最近、福島第一原発の状況について、あまり注目されることがなくなっている。しかし、福島第一原発は、人びとが意識していようがいまいが、厳然と存在している。確かに、1号機・2号機・3号機は水で冷却され、直近に爆発する可能性は少なくなっている。4号機の燃料プールからの燃料棒の取り出しも始まった。しかし、福島第一原発からの汚染水の流出は止まっていない。また、原子炉を冷却した後の汚染水も鉄製貯蔵タンクにためこまれている。

さらに、この鉄製貯蔵タンク自体が問題となっている。1月9日付の次の読売新聞の報道をみてほしい。

汚染水タンクからX線、対策怠り基準の8倍超

 福島第一原子力発電所で、汚染水タンクから発生するエックス線の影響を東京電力が軽視し、対策を講じないままタンクを増設し続けていることが9日わかった。

 国が昨年8月に認可した廃炉の実施計画では、原発敷地境界の線量を「年1ミリ・シーベルト未満にする」と定めているが、12月には一部で年8ミリ・シーベルトの水準を超えた。

 現在、周辺に人は住んでいないが、作業員の被曝ひばく量を増やす要因になっている可能性がある。原子力規制委員会は10日に東電を呼び、対策の検討に入る。

 タンク内の汚染水から出る放射線は主にベータ線で、物を通り抜ける力が弱い。しかし、ベータ線がタンクの鉄に当たると、通り抜ける力の強いエックス線が発生し、遠方まで達する。

 東電によると、様々な種類の放射線を合わせた敷地境界での線量は、昨年3月には最大で年0・94ミリ・シーベルトだったが、5月には同7・8ミリ・シーベルトに急上昇した。汚染水問題の深刻化でタンクが足りなくなり、敷地の端までタンクを増設したため、エックス線が増えたらしい。

(2014年1月9日18時20分 読売新聞)

つまり、汚染水タンク自体が鉄製のため、汚染水が発するベータ線があたると、より透過力の強いX線が発生し、そのため、福島第一原発敷地内の放射線量が急上昇しているというのである。
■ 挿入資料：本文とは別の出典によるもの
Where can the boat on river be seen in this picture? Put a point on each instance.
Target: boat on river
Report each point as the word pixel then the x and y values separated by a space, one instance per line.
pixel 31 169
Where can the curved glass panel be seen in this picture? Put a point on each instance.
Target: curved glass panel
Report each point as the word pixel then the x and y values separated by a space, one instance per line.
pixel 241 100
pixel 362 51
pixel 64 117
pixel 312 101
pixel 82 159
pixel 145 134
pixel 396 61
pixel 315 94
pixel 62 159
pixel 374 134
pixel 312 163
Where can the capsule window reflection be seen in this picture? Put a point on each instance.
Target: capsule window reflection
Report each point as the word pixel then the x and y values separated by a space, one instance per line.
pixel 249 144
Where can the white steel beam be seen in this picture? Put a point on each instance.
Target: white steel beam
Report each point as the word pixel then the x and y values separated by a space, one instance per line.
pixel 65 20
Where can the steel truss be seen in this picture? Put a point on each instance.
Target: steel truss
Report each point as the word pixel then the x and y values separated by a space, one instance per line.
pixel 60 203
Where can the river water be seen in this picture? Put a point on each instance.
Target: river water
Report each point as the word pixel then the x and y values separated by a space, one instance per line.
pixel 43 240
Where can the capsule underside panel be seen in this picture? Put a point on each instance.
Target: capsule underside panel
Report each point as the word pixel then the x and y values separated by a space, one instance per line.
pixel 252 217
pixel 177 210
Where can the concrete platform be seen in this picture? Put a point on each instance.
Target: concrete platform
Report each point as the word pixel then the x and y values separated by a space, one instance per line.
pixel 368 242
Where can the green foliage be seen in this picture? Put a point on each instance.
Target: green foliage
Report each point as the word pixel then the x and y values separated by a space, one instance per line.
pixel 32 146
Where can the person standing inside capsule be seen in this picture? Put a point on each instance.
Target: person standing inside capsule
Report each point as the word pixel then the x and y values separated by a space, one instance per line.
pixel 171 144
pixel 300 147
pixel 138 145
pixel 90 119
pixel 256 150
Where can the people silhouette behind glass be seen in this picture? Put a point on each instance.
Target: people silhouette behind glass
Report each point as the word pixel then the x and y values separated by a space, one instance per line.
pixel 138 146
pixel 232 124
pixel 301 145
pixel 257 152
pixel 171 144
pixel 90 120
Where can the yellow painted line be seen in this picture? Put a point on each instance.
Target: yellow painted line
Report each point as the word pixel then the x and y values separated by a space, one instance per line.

ベータ線が鉄などにあたるとX線が発生するということは、一般的に知られていたことのようである。例えばWikipediaの「ベータ粒子」(ベータ線)の遮蔽に関する記述をみてみよう。

遮蔽

ヘリウム4の原子核であるアルファ粒子は一枚の紙で遮蔽できる。ベータ線の実体である電子では 1 cm のプラスチック板で十分遮蔽できる。電磁波であるガンマ線では 10 cm の鉛板が必要となる。
透過力は弱く、通常は数 mm のアルミ板や 1 cm 程度のプラスチック板で十分遮蔽できる。ただし、ベータ粒子が遮蔽物によって減速する際には制動放射によりX線が発生するため、その発生したX線についての遮蔽も必要となる。
遮蔽物に使われる物質の原子番号が大きくなるほど制動放射が強くなることから、ベータ線の遮蔽にはプラスティックなどの低原子番号の物質を使い、そこで発生したX線を鉛などの高原子番号の物質で遮蔽する、という二段構えの遮蔽を行う。
http://ja.wikipedia.org/wiki/%E3%83%99%E3%83%BC%E3%82%BF%E7%B2%92%E5%AD%90

汚染水タンクについては、鋼材をボルトでつないだだけのボルト締め型では水漏れのおそれがあるといわれていた。このようにみてみると、溶接型も含め、そもそも汚染水と鉄を直に接触させているタンク自体が欠陥品であったことになる。鉄製タンクの場合は、内部をプラスチックなどで遮蔽すべきだったのである。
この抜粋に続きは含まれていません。